© 2017 Biker InCite® | Source: Rapid City Journal,
Judge sets aside $900K award in Sturgis case
Sixteen months after a jury awarded nearly $1 million to Sturgis Motorcycle Rally Inc. following a six-year trademark infringement battle and a week-long trial, a federal judge Friday set aside the monetary award levied against a Rapid City merchant and the world’s largest retailer.
SMRI, stewards of the Sturgis logo, had sued Rushmore Photo & Gifts and Wal-Mart for improperly using the trademark “Sturgis” on merchandise they sold over a period of years. SMRI’s attorneys successfully argued in the October 2015 civil trial that the nonprofit owned that trademark and similar phrases when used in connection with the annual motorcycle rally.
But in a 64-page ruling issued Friday, Jeffrey Viken, chief judge of the U.S. District Court Western Division, largely ruled in favor of a series of plaintiff’s motions, but vacated the jury award against the defendants that totaled $912,500.
“Judge Viken upheld SMRI’s trademark rights per se, but the damages finding against the defendants has been vacated, dismissed basically,” said Minneapolis attorney Aaron Davis, who represented Rushmore Photo and Wal-Mart in the case. “There is no money judgment that survives this court order.”
Davis, who has worked on the trademark case for nearly six years, said he and his clients were extremely happy that the federal court had ruled in their favor regarding the monetary damages.
“It’s huge,” Davis said Monday afternoon. “Obviously having a judgment of 900-plus thousand dollars hanging over your head for something you’ve done for 20 years, is a hard thing to swallow. It’s a huge burden off of our clients.”
In the October trial, the defendants — including the three co-owners of Rushmore Photo & Gifts — asserted that the Sturgis Chamber of Commerce had lied when it persuaded the U.S. Patent and Trademark Office to grant the “Sturgis” trademark. The defense’s argument was that “Sturgis” is a geographical descriptive, and thus could not be trademarked.
But the jury disagreed. Of the 21 questions before the five women and three men who listened to eight days of testimony, 18 issues were decided in favor of SMRI and just three in favor of the defendants.
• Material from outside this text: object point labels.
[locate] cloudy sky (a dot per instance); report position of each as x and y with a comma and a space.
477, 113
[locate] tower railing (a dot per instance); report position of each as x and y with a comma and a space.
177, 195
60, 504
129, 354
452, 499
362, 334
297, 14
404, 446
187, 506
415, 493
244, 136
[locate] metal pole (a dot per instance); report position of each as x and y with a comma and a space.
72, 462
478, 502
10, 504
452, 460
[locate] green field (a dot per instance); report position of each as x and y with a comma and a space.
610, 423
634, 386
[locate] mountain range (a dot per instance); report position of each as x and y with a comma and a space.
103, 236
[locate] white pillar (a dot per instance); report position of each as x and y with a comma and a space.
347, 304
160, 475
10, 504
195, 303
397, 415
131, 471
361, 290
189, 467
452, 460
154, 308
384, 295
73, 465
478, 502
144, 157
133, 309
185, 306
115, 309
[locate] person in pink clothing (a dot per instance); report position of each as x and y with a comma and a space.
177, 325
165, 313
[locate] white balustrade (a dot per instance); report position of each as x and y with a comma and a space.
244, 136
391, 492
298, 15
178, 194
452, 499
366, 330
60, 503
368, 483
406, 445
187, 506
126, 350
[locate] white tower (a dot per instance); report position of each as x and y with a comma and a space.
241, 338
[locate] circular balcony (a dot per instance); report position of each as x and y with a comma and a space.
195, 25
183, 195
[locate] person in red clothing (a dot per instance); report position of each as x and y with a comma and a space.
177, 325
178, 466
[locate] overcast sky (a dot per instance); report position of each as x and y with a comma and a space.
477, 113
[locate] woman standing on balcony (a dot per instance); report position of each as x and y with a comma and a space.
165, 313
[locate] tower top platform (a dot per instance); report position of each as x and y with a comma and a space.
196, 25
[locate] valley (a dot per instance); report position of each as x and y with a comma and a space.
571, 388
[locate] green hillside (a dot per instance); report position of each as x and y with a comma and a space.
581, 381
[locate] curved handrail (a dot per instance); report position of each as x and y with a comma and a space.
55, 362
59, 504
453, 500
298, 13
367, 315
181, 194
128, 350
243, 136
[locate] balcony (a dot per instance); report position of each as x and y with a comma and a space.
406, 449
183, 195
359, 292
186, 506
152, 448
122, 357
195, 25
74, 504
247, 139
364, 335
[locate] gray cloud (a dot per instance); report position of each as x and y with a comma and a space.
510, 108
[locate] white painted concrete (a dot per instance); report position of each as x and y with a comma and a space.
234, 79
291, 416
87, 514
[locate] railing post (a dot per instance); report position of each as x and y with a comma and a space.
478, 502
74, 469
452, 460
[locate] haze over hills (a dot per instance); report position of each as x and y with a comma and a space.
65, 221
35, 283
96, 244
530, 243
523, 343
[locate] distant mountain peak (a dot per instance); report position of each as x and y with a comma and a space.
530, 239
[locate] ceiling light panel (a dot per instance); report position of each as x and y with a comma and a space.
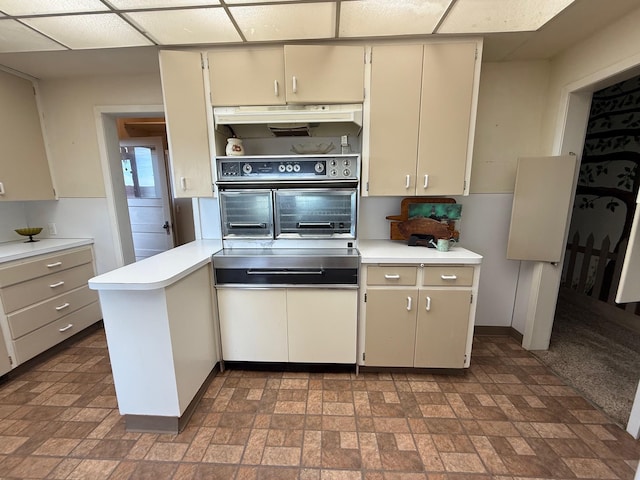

The jurors awarded more than $900,000 in damages to SMRI, to be paid by some combination of Rushmore Photo & Gifts, the three owners — Paul Niemann, Carol Niemann and Brian M. Niemann, respectively a husband, wife and son — JRE Inc. and Wal-Mart.
Of the defendants, Wal-Mart took the heaviest hit in the damage award. The jury found that Wal-Mart owed $235,000 in damages. Rushmore Photo & Gifts and Brian Niemann owed $158,750 each, and Carol and Paul Niemann owe $156,250 each. JRE Inc. owed $52,500, under the jury award.
Judge Viken’s most recent court order did not address SMRI’s outstanding motion for a permanent injunction against defendants selling unlicensed Sturgis products in the future, although a temporary injunction remains in effect.
“The court will set a hearing on plaintiff’s motion for a permanent injunction,” Viken stated.
While an SMRI spokesman said Monday that the organization was pleased with that order, the defendants’ attorney was not. Davis also said he expected SMRI to appeal the ruling on damages.
“We weren’t overjoyed with the judge’s ruling deferring to the jury that SMRI had the (trademark) rights and that may be a point of appeal in the future,” Davis said. “I don’t think this case is necessarily over, but we’re happy the money judgments against our clients have been lifted.”
He added: “We feel strongly that they don’t have any rights to this trademark at all.”
Dean Kinney, chairman of the SMRI volunteer board of directors, said Monday his organization, “respectfully disagrees with the court over the dollars.”
“But overall, we were pleased with the ruling,” said Kinney, who was contacted while vacationing in Arizona. “Obviously the key thing is the marks were upheld and defendants’ motion for a new trial was denied. That’s an important ruling.”
He said the ruling is good for the community of Sturgis as well.
“As many months that have gone by with post-trial motions, to have it affirmed and to know a new trial won’t be ordered is a good thing for SMRI and the community of Sturgis,” Kinney said.
In addition to the issue of the permanent injunction, Davis said several other motions related to the case have yet to be ruled on by the court.
“We still have to deal with the permanent injunction, but that’s all for another day,” he said. Davis said the court also would have to deal with competing motions from both plaintiffs and defendants seeking attorneys’ fees in the case.